Hay sectores de las bibliotecas que son "mi propiedad" y otros "propiedad de Beatriz"; las incursiones en estos terrenos tienen un ceremonial que mucho recuerda al cruce del muro de Berlín en épocas de la guerra fría. Así, en este “Checkpoint Charlie bibliográfico” necesito autorización para entrar en la obra de Walter Benjamin, Adorno, Sor Juana o Barthes; otro tanto le pasa a la bella cuando quiere visitar a Panofvsky, Ernst  Gombrich o Aby Warburg. Tenemos un “no man's land bibliográfico” donde podemos merodear tranquilos: el Siglo de Oro español y la sección de clásicos grecolatinos.
Amo los libros voluminosos con notas al pie. Un rasgo de la obra de Panofvsky, del que disfruto como un dry-martini bien helado, son sus extensas notas al pie que constituyen un libro paralelo. Detesto las notas al final y creo que los editores que, para abaratar costos de edición incurren en semejante herejía deberían ser marcados en la frente con un hierro candente para público escarnio de su infamia. Usualmente tengo en lectura por lo menos dos libros, hay veces que he orillado la media docena. Los prefiero de tapa dura y puedo leer en cualquier situación y circunstancia, basta estar sentado, aunque me encanta hacerlo en la cama o recostado en un sillón.

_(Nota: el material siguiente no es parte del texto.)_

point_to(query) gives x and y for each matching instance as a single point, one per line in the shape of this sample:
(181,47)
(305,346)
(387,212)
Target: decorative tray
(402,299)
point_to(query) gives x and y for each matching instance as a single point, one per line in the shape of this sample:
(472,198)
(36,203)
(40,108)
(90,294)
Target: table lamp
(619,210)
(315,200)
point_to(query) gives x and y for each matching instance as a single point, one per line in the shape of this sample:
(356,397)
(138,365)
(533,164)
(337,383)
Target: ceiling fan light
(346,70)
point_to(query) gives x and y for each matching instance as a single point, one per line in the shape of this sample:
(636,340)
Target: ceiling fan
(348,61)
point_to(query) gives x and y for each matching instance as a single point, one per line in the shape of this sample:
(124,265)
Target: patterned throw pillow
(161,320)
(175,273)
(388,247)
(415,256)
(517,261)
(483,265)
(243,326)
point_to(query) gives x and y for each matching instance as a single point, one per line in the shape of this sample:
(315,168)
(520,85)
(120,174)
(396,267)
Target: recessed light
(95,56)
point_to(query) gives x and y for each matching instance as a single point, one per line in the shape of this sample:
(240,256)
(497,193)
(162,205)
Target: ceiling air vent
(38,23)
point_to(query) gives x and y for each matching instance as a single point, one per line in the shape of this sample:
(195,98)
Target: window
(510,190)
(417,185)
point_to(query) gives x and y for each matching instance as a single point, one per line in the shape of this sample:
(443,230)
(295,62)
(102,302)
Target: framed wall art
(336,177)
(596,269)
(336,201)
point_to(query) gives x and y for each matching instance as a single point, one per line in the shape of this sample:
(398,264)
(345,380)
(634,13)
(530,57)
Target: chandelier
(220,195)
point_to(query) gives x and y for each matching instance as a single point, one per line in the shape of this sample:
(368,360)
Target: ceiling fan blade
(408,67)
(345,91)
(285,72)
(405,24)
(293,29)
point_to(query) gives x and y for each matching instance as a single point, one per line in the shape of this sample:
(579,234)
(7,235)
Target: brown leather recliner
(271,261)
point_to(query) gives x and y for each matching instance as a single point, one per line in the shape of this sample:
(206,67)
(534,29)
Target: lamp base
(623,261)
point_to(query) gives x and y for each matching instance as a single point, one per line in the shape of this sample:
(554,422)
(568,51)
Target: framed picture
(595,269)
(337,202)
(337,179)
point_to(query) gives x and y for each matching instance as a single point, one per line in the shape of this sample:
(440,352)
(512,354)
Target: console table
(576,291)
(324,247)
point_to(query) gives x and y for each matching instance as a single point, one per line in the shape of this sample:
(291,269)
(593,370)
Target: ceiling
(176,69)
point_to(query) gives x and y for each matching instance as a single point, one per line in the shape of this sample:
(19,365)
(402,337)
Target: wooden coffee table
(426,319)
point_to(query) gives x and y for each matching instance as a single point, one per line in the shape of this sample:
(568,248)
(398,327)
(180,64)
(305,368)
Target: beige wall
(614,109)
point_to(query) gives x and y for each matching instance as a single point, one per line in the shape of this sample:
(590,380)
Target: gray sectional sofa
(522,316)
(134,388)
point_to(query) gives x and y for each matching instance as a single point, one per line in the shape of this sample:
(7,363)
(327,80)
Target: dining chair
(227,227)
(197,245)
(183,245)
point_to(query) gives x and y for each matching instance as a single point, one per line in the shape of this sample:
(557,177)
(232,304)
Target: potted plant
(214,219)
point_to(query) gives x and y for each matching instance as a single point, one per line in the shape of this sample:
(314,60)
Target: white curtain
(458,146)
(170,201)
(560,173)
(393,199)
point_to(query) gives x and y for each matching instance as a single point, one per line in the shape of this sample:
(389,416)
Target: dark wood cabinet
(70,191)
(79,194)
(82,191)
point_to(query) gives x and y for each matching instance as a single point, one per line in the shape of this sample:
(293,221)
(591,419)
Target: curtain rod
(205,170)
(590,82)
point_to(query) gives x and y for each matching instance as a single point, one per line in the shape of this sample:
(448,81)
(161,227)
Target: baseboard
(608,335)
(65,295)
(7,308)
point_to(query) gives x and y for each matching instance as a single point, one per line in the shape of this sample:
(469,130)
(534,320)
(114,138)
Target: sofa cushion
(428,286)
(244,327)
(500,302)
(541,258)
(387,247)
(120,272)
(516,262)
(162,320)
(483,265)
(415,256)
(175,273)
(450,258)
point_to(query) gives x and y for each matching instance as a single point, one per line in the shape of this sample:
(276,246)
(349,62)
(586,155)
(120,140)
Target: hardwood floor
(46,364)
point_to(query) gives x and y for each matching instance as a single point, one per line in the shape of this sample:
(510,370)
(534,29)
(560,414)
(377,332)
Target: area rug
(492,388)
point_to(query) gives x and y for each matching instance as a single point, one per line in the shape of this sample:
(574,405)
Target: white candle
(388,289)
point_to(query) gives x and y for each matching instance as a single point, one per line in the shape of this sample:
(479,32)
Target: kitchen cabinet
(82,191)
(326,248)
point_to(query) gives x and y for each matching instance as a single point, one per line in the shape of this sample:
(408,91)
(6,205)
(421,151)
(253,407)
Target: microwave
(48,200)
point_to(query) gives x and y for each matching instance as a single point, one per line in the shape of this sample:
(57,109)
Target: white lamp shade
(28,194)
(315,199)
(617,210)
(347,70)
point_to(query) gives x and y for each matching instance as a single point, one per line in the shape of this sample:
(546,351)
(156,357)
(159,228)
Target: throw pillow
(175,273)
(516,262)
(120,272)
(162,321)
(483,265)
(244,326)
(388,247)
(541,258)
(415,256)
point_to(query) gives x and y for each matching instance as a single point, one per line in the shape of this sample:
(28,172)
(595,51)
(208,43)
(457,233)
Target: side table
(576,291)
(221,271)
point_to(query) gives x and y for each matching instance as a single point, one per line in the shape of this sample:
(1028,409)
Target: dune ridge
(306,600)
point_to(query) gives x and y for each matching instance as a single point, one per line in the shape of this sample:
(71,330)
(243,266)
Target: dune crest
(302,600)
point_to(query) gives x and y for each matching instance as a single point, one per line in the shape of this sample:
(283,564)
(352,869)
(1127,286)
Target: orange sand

Ayer, viernes once de marzo 2023, trabajando en esta nota y, todavía acomodando desórdenes del para mí, no “el año de la peste”, sino “el año de los pintores”, hice un alto para rastrear Ut Pictura Poesis: the Humanistic Theory of Painting. En un canasto de papeles todavía sin acomodar, entreveradas en una pequeña pila de recortes de diarios, en demanda de ser archivados o descartados, me encontré con dos páginas sueltas de un libro. Son cuatro carillas, de la ochenta y nueve a la noventa y dos. La ochenta y nueve comienza con un diálogo: "-No, de ninguna manera -respondió ella. / -¡Cómo es eso que no! -gritó el cura". La noventa y dos es una larga descripción de una batalla campal y abarca toda la página; las tres últimas líneas: "…tirado, boqueando, con el pecho cubierto de sangre, un esclavo negro de la plantación, de los cerca de veinte que habían sido abatidos, agonizaba…". Las páginas, aparte de los números, no tenían otra identificación.
Como si tratara de un cuerpo sin cabeza y a falta de una morgue, las dos páginas están debajo del vidrio de la mesa de mi escritorio. Podría buscarlas en Google, pero allí permanecerán, a la espera de alguna relectura que las reclame.